To diagnose polycythemia vera in your dog, provide your veterinarian with a detailed history of your dog’s health, including when symptoms started and their nature. Your veterinarian will conduct a thorough physical examination and order a series of tests including a biochemistry profile, urinalysis, and complete blood count (CBC). Blood tests typically reveal an increase in red blood cell mass, with about 50 percent of dogs also showing an elevated number of white blood cells (leukocytosis).

To assess kidney and cardiopulmonary function, X-rays and abdominal ultrasounds will be performed. Echocardiography will evaluate cardiac functions. Additionally, your veterinarian will take a bone marrow sample for further examination by a veterinary pathologist.

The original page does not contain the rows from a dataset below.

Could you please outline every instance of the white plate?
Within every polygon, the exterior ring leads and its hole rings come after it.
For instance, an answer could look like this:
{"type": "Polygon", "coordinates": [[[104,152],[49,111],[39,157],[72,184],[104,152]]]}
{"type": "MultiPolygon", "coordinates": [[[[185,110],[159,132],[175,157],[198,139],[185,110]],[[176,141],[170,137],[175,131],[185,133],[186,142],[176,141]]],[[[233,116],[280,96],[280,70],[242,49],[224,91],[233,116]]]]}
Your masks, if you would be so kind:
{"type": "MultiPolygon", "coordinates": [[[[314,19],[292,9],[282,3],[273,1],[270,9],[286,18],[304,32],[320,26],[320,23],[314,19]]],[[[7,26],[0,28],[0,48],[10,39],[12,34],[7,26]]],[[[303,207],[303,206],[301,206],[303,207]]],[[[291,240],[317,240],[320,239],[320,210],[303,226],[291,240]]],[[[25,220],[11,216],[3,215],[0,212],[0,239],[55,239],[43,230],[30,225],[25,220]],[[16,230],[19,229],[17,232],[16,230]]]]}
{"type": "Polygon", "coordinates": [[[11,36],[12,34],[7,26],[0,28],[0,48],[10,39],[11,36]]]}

Initially, the veterinarian will withdraw a significant amount of blood and replace it with intravenous fluids to reduce the viscosity of the blood. However, this provides only temporary relief. Long-term therapy, for both animals and humans, involves the use of an antineoplastic medication called hydroxyurea, which helps suppress the overproduction of red blood cells in the bone marrow.

Living and Management

Throughout the treatment process, your veterinarian will require regular follow-up examinations for your dog, particularly when administering hydroxyurea, as it may occasionally lead to bone marrow suppression. Additionally, adhere to the dosage recommendations provided by the veterinary oncologist when using chemotherapy medications like hydroxyurea, as these drugs are highly toxic.